Kurt asked for a number of exercise books, refills for the pen he used in his compasses, and an eraser.
“A rubber, yes, to be sure, guaranteed unbreakable,” the stationer assured him, disappearing into the premises behind the shop.
Kurt took the letter to Lisa out of his pocket. “Lewy sends regards,” he wrote on the back.
“Anything else?” The stationer had come back with what he had asked for.
“Yes, an env
elope, please.”
“A nice cold envelope, just coming.”
Kurt addressed the letter there and then. As he was writing “Frl.” the stationer said, “I’d think a little less about the Fräuleins today if I were you, Herr Gerber. The study of Fräuleins isn’t on the curriculum for the Matura.”

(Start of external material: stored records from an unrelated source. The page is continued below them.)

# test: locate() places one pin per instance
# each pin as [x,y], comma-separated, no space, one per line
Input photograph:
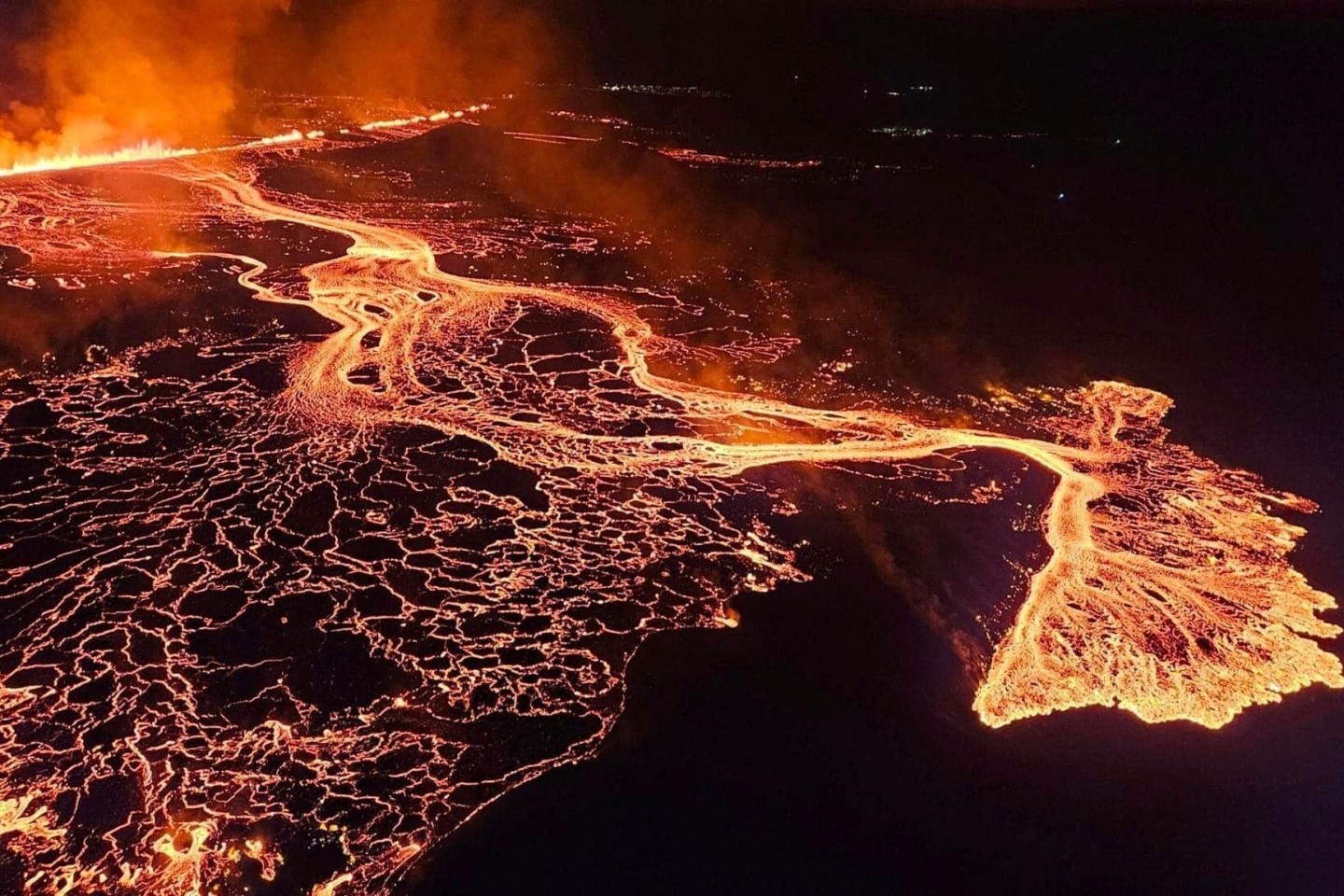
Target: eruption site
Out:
[283,609]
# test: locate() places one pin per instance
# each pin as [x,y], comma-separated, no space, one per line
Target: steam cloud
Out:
[121,72]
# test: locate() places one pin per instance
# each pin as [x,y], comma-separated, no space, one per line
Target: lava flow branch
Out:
[281,613]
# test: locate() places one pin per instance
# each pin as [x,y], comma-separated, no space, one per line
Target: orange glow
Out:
[1167,590]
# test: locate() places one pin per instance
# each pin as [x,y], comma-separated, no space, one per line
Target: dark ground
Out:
[827,745]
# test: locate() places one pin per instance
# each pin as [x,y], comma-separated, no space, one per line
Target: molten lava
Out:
[292,620]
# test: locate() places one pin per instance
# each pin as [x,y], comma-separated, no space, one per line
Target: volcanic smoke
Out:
[289,620]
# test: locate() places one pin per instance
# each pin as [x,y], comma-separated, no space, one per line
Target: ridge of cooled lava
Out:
[286,611]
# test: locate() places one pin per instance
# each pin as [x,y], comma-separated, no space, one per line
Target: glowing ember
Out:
[292,621]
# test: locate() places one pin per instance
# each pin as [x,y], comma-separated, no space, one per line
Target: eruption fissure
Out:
[372,581]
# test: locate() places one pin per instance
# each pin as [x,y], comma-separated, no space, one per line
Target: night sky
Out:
[801,752]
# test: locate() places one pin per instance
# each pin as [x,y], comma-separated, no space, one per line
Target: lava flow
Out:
[280,613]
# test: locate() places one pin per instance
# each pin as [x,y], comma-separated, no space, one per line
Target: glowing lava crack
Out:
[287,623]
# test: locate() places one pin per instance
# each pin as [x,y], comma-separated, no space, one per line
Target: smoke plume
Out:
[113,73]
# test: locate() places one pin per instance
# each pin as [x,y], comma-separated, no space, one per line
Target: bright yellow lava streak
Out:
[1167,592]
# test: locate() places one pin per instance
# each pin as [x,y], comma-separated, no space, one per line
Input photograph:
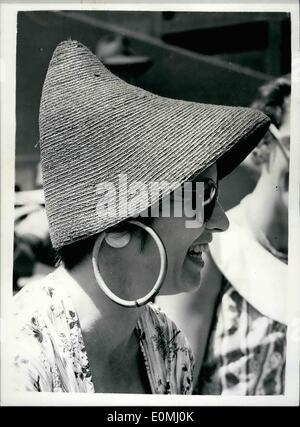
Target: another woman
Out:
[111,155]
[240,347]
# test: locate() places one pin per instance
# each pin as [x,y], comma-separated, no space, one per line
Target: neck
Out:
[267,215]
[104,324]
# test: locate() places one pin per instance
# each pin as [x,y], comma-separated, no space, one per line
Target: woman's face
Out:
[184,245]
[139,264]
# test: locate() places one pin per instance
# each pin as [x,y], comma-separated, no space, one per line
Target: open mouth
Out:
[195,253]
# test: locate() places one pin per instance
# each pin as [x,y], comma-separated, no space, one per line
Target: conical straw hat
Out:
[94,127]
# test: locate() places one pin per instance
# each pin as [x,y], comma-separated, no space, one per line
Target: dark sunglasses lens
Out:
[210,198]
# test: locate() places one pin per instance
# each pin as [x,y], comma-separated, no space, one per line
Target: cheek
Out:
[177,240]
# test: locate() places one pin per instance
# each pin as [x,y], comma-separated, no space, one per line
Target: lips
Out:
[195,254]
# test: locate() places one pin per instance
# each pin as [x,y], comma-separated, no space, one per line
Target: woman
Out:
[245,275]
[105,147]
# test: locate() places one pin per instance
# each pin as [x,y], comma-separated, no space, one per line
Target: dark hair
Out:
[271,101]
[73,254]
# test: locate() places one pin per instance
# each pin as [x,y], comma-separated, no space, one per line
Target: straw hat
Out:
[94,126]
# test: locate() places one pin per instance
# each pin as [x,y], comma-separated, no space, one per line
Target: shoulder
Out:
[39,296]
[161,322]
[171,347]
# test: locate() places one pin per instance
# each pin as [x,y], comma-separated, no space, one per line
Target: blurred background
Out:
[210,57]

Really, this was too much. Had no one anything better to do than think about the Matura?
“That’s my business, Herr Lazar!”
“Oh, I wouldn’t dream of interfering in your business, which you’re quite right, is none of mine, although—”
Kurt cut him short abruptly, but he couldn’t avert a mollifying, “Well, well, well! I didn’t know it was so serious, I’m sure the young lady will be pleased. Such a handsome young gentleman…”
At this point Kurt gave up. He was unable to think of an answer, so he paid and walked home slowly, his head bent. When the letter began to feel moist in his hand, he hastily put it into the nearest postbox.
Kurt does nothing to break the awkward silence that fell between him and his parents once they had arrived home and greeted each other. At supper it is not so noticeable, but then it becomes oppressive and intolerable. A sense of stagnation builds up in the air. His mother opens her mouth to say something several times, but can’t begin. Kurt himself is not even searching for a remark. And as for his father, he just wants to rest after the stress of the journey home, and before the day-long business meetings that always put such a strain on him, since he holds a leading position in his firm. His father has other anxieties. It costs him an effort to tear his mind away from them and, finally, ask his son what has been going on at school.
Nothing, says Kurt, without looking up.
Did he really, his father enquired, mean nothing?
Really nothing. What, Kurt asks, does his father think could have happened on only the second day back at school?
That was exactly what he had asked, his father insists.
And that was exactly the answer he had given, replies Kurt angrily.